Rund 60 Forscherinnen und Forscher aus Literatur- und Kulturwissenschaft, aus Kunst- und Medienwissenschaft, aus Sprachwissenschaft und Didaktik diskutierten in acht Sektionen über „Raum und Wahrnehmung“, über „reale und virtuelle“, „eigene und fremde“, „sprechende und nicht-sprechende“ und „urbane Räume“, über „Raum und Identität“, die sprachliche Realisierung von Raumkonzepten, über sprachliche Individuation und Identität in „fremden Räumen“ sowie didaktische Implikationen für den Erwerb und die Vermittlung des Rumänischen als Zweit- bzw. Fremdsprache.

Die Veröffentlichung der Tagungsbeiträge erfolgt in drei verschiedenen Publikationsorganen: Die literatur- und kulturwissenschaftlichen Beiträge erscheinen in der Reihe Passagen beim Olms-Verlag, Aufsätze mit vorwiegend rumänistischer und fremdsprachendidaktischer Ausrichtung werden beim Universitätsverlag Bukarest veröffentlicht.

Der vorliegende Band der Reihe Linguistik Online vereint insgesamt sechs sehr unterschiedliche Beiträge zu Sprach- und Kulturtransfer in topographischen, realen und virtuellen Räumen sowie zur Bedeutung von Räumen für die sprachliche Individuation und Identität von Sprach- und Kulturgemeinschaften. So erörtern Ramona Jakobs und Adrian Görke in ihrem Beitrag die Bedeutung des virtuellen Raums als Alternative zum schwindenden topographischen Raum für die okzitanische Sprachgemeinschaft. Wie Online- und Offline-Wirklichkeit im virtuellen Raum verwoben sein können, zeigt Nadine Rentel am Beispiel deutschsprachiger Diskussionsforen der Medizin. Möglichkeiten des interlingualen Transfers von Non-Standard-Varietäten präsentiert Eva Gugenberger am Beispiel der audiovisuellen Übertragung des Lunfardo in das Deutsche anhand der argentinischen Fernsehserie Okupas. Annegret Richter zeigt an Alvarado Tezozomocs Crónica Mexicana den Transfer und die Hybridisierung verschiedener (Schrift-)Kulturtraditionen sowie die Möglichkeit einer neuen Interpretation der spanischen Kolonisierung durch deren Integration in ein mittelamerikanisches Zeitkonzept. Den Stellenwert romanischer Sprachen für die Konstruktion einer sprachlichen und nationalen Identität der Mazedonier in Abgrenzung zu den benachbarten Sprachgemeinschaften beleuchtet Constantin-Ioan Mladin. Schließlich dokumentiert Dan Ungureanu in seinem originellen Beitrag zu geographischen Spitznamen in Italien, Frankreich, der Schweiz und Rumänien (als Ausdruck alter lokaler Identitäten und neuer Migrationen) den Zusammenhang von topographischem Raum, Identität und Abgrenzung.

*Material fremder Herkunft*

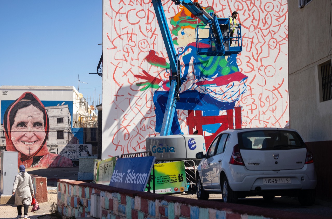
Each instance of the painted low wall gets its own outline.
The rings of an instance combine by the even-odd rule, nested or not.
[[[98,210],[101,213],[99,217],[101,219],[323,218],[243,205],[139,192],[69,180],[57,182],[58,210],[63,218],[90,215],[92,205],[94,203],[91,201],[92,194],[99,195]]]

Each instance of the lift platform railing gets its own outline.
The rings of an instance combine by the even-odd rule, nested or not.
[[[143,151],[142,152],[137,152],[135,153],[130,153],[130,154],[122,154],[121,158],[127,157],[149,157],[152,155],[152,153],[150,151]]]
[[[236,25],[238,26],[236,28],[236,35],[232,37],[230,36],[228,18],[215,17],[212,26],[205,25],[197,25],[196,28],[197,55],[226,56],[241,52],[242,51],[241,25]],[[230,45],[231,39],[233,41],[232,45]],[[233,44],[234,46],[232,46]]]

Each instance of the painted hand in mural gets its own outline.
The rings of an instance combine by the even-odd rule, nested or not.
[[[134,75],[136,78],[147,81],[145,82],[136,83],[136,85],[137,86],[144,86],[143,88],[140,89],[140,90],[141,91],[143,91],[150,88],[156,89],[159,88],[159,84],[161,82],[162,80],[154,77],[144,70],[143,70],[142,71],[144,76],[140,75]]]

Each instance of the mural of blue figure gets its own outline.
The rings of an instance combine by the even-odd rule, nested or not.
[[[171,19],[173,26],[172,33],[178,36],[173,42],[178,46],[178,53],[184,65],[181,72],[182,86],[177,110],[193,110],[203,111],[203,116],[219,115],[221,110],[233,109],[238,98],[246,91],[245,81],[247,77],[239,71],[236,63],[237,55],[229,56],[207,56],[197,55],[195,28],[197,19],[190,17],[190,13],[184,8]],[[209,12],[213,9],[207,7]],[[158,57],[151,50],[145,57],[153,65],[169,69],[169,65],[164,59]],[[192,74],[190,71],[192,66]],[[166,71],[167,71],[166,70]],[[169,90],[169,81],[162,80],[143,71],[144,76],[136,75],[138,78],[146,80],[136,83],[144,86],[143,91],[149,88],[162,88],[165,90],[157,90],[153,95],[155,107],[155,131],[160,132],[165,113]],[[220,123],[203,126],[203,131],[215,132]],[[175,114],[171,128],[171,134],[182,134],[177,115]]]

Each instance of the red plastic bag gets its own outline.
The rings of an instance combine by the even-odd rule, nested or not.
[[[33,205],[36,203],[36,199],[34,197],[32,198],[32,201],[31,202],[31,205]]]
[[[35,211],[37,211],[39,210],[39,205],[38,204],[38,203],[37,202],[37,200],[34,198],[34,199],[35,199],[36,203],[34,204],[34,206],[32,207],[32,209],[31,209],[31,212],[33,212]]]

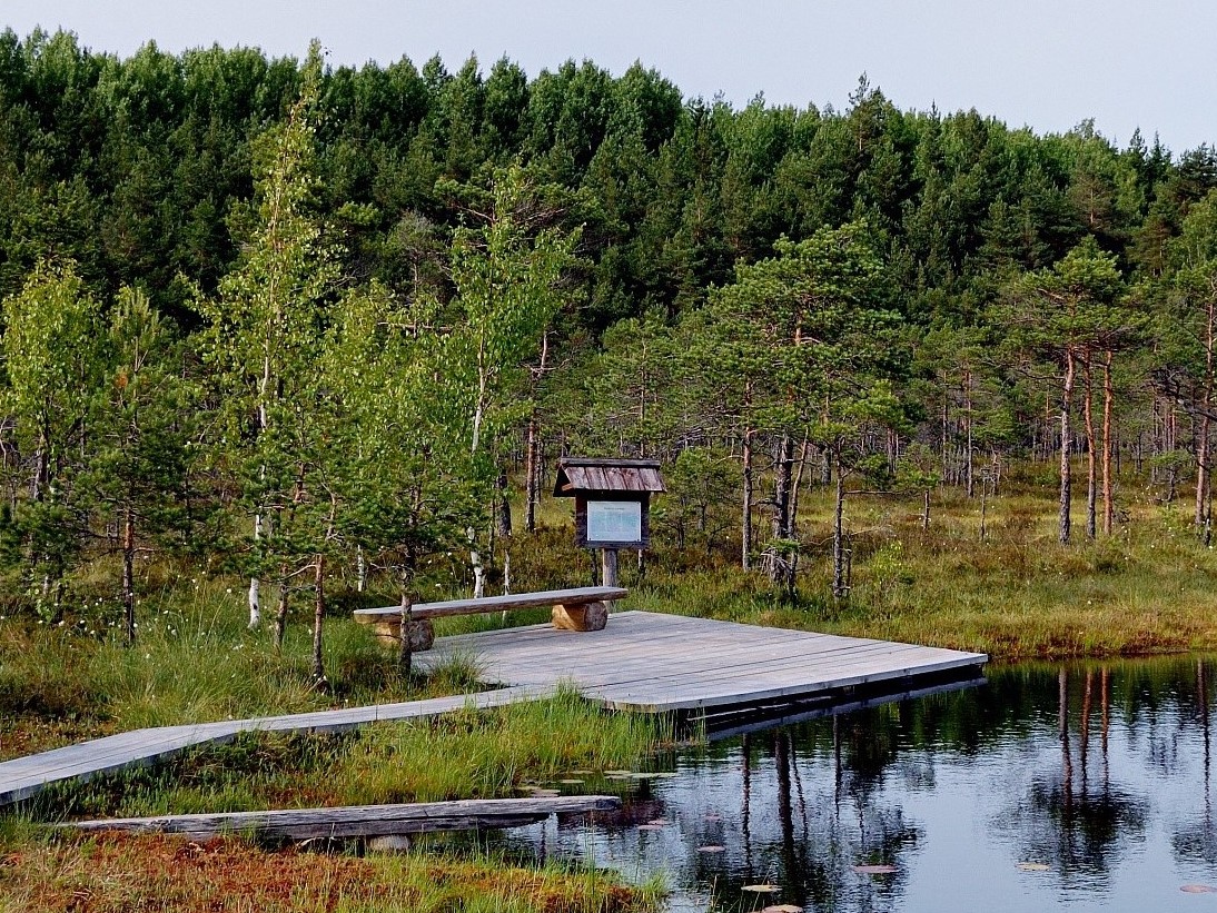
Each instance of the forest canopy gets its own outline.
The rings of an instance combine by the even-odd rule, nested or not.
[[[127,60],[0,35],[4,554],[190,555],[273,584],[369,566],[409,598],[559,453],[658,456],[663,528],[793,589],[798,493],[845,504],[1120,460],[1210,528],[1217,151],[976,111],[686,99],[641,65]],[[724,510],[724,505],[736,505]],[[723,531],[729,531],[729,536]],[[717,543],[717,545],[716,545]],[[487,558],[488,556],[488,558]],[[360,577],[361,578],[361,577]]]

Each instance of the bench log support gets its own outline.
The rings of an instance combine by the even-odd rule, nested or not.
[[[628,590],[621,587],[576,587],[540,593],[517,593],[507,596],[481,599],[450,599],[444,603],[421,603],[410,611],[410,649],[430,650],[436,639],[432,618],[479,612],[510,611],[553,606],[554,627],[563,631],[602,631],[608,623],[608,609],[623,599]],[[402,609],[357,609],[355,621],[370,624],[376,637],[387,646],[397,648],[402,640]]]

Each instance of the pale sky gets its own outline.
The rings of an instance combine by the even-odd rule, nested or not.
[[[846,106],[858,77],[898,107],[976,108],[1064,131],[1094,118],[1123,146],[1137,127],[1174,152],[1217,141],[1217,4],[1204,0],[4,0],[0,27],[75,32],[130,55],[219,43],[335,65],[417,66],[436,54],[529,77],[567,58],[619,74],[635,60],[689,97]]]

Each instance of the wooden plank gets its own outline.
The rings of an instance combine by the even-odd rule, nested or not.
[[[515,599],[517,605],[529,599],[573,603],[578,596],[572,599],[571,593],[602,596],[604,588],[490,599],[499,600],[498,605],[503,599]],[[371,611],[392,615],[399,609]],[[466,705],[489,707],[543,698],[565,682],[610,708],[664,712],[789,700],[871,683],[912,688],[919,678],[978,671],[987,661],[981,654],[640,611],[612,615],[601,632],[572,634],[537,624],[445,638],[438,646],[430,656],[419,655],[419,665],[469,654],[487,678],[509,687],[470,696],[123,733],[0,763],[0,805],[33,795],[49,783],[148,763],[191,745],[226,741],[239,732],[337,732]]]
[[[456,802],[365,805],[340,808],[287,808],[267,812],[170,814],[155,818],[108,818],[68,822],[72,830],[120,830],[136,834],[181,834],[206,840],[220,834],[248,834],[264,839],[361,838],[515,827],[550,814],[612,812],[616,796],[557,796],[551,799],[478,799]]]
[[[447,599],[442,603],[420,603],[410,610],[414,621],[427,618],[445,618],[454,615],[477,615],[478,612],[510,611],[512,609],[537,609],[548,605],[587,605],[588,603],[606,603],[624,599],[628,589],[621,587],[574,587],[571,589],[550,589],[539,593],[516,593],[509,596],[482,596],[481,599]],[[381,609],[355,609],[355,620],[380,616],[402,615],[402,606],[388,605]]]
[[[29,799],[54,783],[86,782],[101,774],[118,773],[173,757],[186,749],[231,741],[242,732],[342,732],[372,722],[438,716],[465,706],[498,707],[548,693],[540,688],[505,688],[371,707],[135,729],[0,763],[0,806]]]

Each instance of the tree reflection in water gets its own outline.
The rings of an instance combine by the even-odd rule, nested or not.
[[[668,873],[682,913],[1170,908],[1182,884],[1217,883],[1207,678],[1193,660],[1009,667],[981,689],[757,729],[682,756],[672,779],[589,783],[638,811],[571,825],[566,847]],[[672,825],[639,830],[658,817]],[[741,889],[758,881],[780,895],[753,903]]]
[[[1195,722],[1200,726],[1204,743],[1204,788],[1202,811],[1193,820],[1182,823],[1174,831],[1171,846],[1180,859],[1200,861],[1217,867],[1217,828],[1213,827],[1212,792],[1210,777],[1212,773],[1212,741],[1208,723],[1208,677],[1204,660],[1196,660],[1196,700]]]

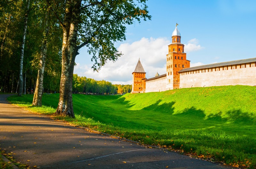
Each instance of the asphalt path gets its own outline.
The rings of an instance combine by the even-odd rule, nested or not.
[[[9,104],[10,95],[0,95],[1,150],[31,168],[227,168],[72,126]]]

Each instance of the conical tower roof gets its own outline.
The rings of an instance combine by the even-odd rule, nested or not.
[[[176,27],[175,28],[175,29],[174,29],[173,32],[172,32],[172,36],[180,36],[180,31],[179,31],[178,29],[177,29],[177,25],[176,26]]]
[[[144,69],[143,68],[141,63],[140,63],[140,59],[139,59],[138,63],[137,63],[137,65],[136,66],[136,67],[135,68],[135,70],[134,70],[133,72],[146,73],[145,71],[144,70]]]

Für die Unterstützung bei der Vorbereitung und Durchführung der Tagung gilt unser Dank dem Institut für Romanistik der Universität Leipzig, vor allem der Professur für französische, frankophone und italienische Sprachwissenschaft unter Leitung von Elisabeth Burr; weiterhin der Botschaft Rumäniens in der Bundesrepublik Deutschland, dem Institutul Limbii Române Bukarest, dem Rumänischen Honorarkonsulat für Sachsen, Sachsen-Anhalt und Thüringen und nicht zuletzt den Rumänistik-Absolventen der Universität Leipzig sowie meinen Rumänisch-Übersetzerkolleginnen und -kollegen, die mit ihren Spenden einen wesentlichen Beitrag zum Gelingen erbracht haben.

Gedankt sei auch den Gutachterinnen und Gutachtern des anonymen Peer-Review-Verfahrens für ihre Mühe und ihre wertvollen Hinweise zur Verbesserung der Beiträge. Vor allem möchten wir der Herausgeberin der Zeitschrift Linguistik Online, Frau Prof. Dr. Elke Hentschel, und ihrem Team sehr herzlich für die Möglichkeit danken, dieses Themenheft zu veröffentlichen.